The proliferation of IoT, a key trend of 2016, will change the predictability of the effects of a breach by dramatically broadening the threat landscape. Your credit card information can still be stolen, but the interconnection and digitization of cars, home appliances, and other “smart” devices allows hackers to profit through mischief: installing ransomware on a car, for example, or altering the behavior of smart devices to drive traffic to their websites. Hackers could use interconnected smart devices to build profiles on individuals that can be resold to advertising companies—or to the manufacturers of those devices themselves, who may be prohibited from gathering such data, but protected when buying it from a third party assumed to be legally in possession of the information. Hackers affiliated with a local heating oil company could attack smart thermostats, reconfiguring them to heat each home a degree warmer than the displayed setting, thereby using more heating oil and delivering profits to the company. While obviously unethical (and perhaps too blatant to go undetected for long), the recent tampering of VW puts this type of cyber crime within the realm of possibility. These attacks will be system-specific, and will target devices for their utility within a system, rather than for their ease of access to a network linking data stored on other devices.
While there are plenty of potential negative consequences, the positive future of cyber-social systems in 2016 is one of greater connectivity, greater access, and greater respect for the autonomy of citizens. Self-driving cars are on track to restore autonomy and privacy to those who cannot drive—the elderly or disabled, for example—while the proliferation of smart devices, AI-supported virtual assistants, and “wearables” points toward an increased personalization of services that will allow individuals to complete more tasks by themselves, or at least without additional human assistance. The prevalence of smart tech in the healthcare setting will allow us to track more aspects of our health than ever before, and connect tracked indicators to location, time, and activity data, improving the ability of public health officials to track an E. coli outbreak, for example, or quickly respond to dangerous environmental conditions.

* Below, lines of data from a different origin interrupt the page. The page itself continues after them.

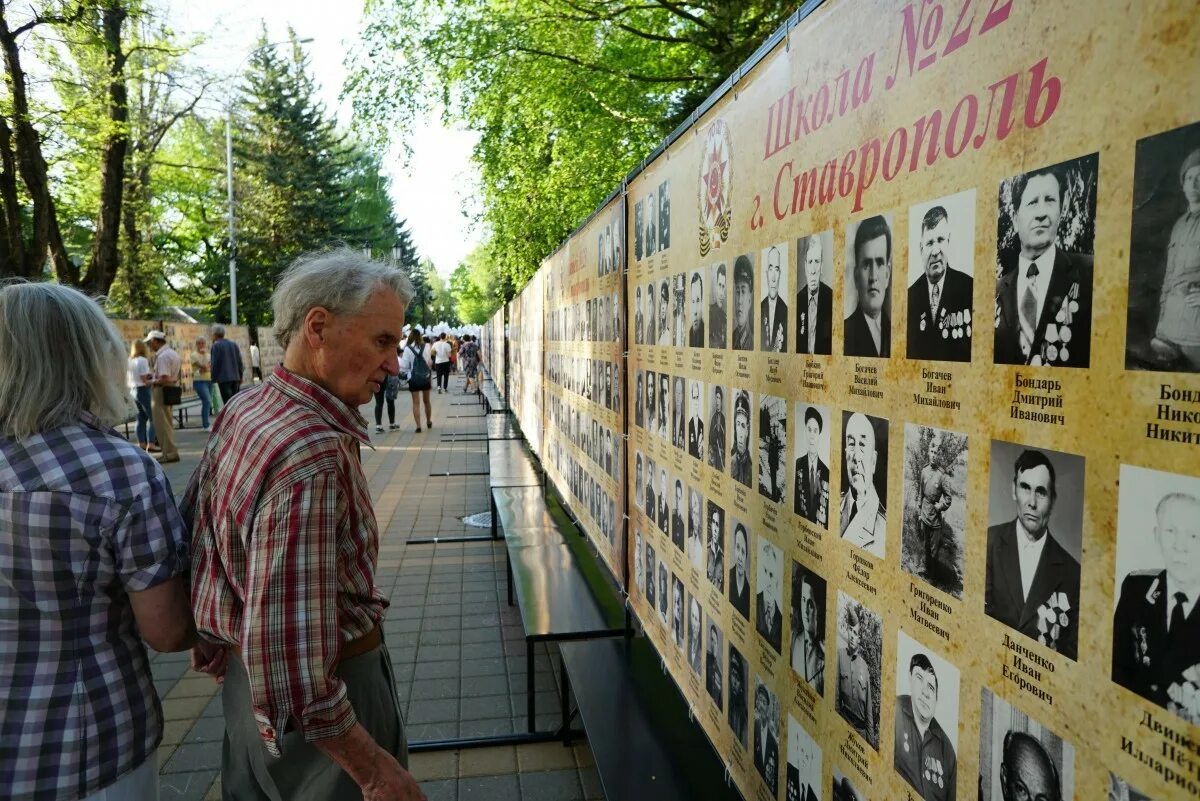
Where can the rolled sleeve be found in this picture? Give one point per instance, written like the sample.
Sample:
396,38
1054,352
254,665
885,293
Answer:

While privacy defined as the ability to conduct activities “in private”—to run errands without employing a driver, or to make a purchase without querying a sales clerk—is increasing, the privacy of our information is not. When I pay in cash for a watermelon at a farmer’s market, the external record of that sale persists only as long as the farmer’s memory of me; when I buy batteries on Amazon.com, the record of that purchase could persist for hundreds of years, depending on how it is stored. Furthermore, not only will my credit card company and Amazon retain information on that purchase, that information could be sold or transferred to any number of third parties, who also continue to store it beyond its perceived utility to me. My hope is that the persistence of data is addressed in 2016, and the ability of individuals to retract data on their activities—as begun in 2014 by Right to be Forgotten legislation in Europe—is expanded to provide greater transparency and privacy to individuals. Perhaps a statute of limitations on data will decree how long non-essential records are stored, or data will be stored with tags that allow users to access, aggregate, and delete data associated uniquely to themselves.
In 2016, social systems will become even more intertwined with the cyber technologies that support them. When we think of “the financial system”, we think of the people who work at banks, or trade stocks, or set interest rates, but we also think of the computers and algorithms that provide the system’s functionality, now even more than we think of physical bank buildings and trading floors. A financial system without cyber technologies sounds critically incomplete, and a bank’s security by necessity includes cybersecurity. Considering and including cyber technologies has become second nature for nearly every industry and sector of activity, and our interactions throughout our professional and person lives are forming, more than ever, cyber-social systems.